If I were to ask you to define meekness how would you describe it to someone.
I) Meekness Defined
a) humbly patient or docile, as under provocation from others.
b) overly submissive or compliant; spiritless; tame.
c) gentle; kind
a) the feeling of patient, submissive humbleness
b) a disposition to be patient and long suffering
3) Bible Defines Meekness
(i) (niv) Who is wise and understanding among you? Let him show it by his good life, by deeds done in the humility that comes from wisdom
(ii) This means as the Easton Bible Dictionary points out that to be meek is to have a “Calm temper of mind – not easily provoked
4) So we can see that meekness is linked to humility
a) The bible speaks of Moses as being meek
c) “It was John Riskin who said, “I believe the first test of a truly great man is his humility. I do not mean by humility, doubt of his own power, or hesitation in speaking his opinion. But really great men have a ... feeling that the greatness is not in them but through them; that they could not do or be anything else than God made them.”

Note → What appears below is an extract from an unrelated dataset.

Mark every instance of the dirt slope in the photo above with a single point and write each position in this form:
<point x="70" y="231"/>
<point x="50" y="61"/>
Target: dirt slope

Andrew Murray said, “The humble man feels no jealousy or envy. He can praise God when others are preferred and blessed before him. He can bear to hear others praised while he is forgotten because ... he has received the spirit of Jesus, who pleased not Himself, and who sought not His own honor. Therefore, in putting on the Lord Jesus Christ he has put on the heart of compassion, kindness, meekness, longsuffering, and humility.”
M. R. De Haan used to say, “Humility is something we should constantly pray for, yet never thank God that we have.” Quotes from The Test of a Truly Great Man (Galaxie Software. (2002; 2002). 10,000 Sermon Illustrations. Biblical Studies Press.)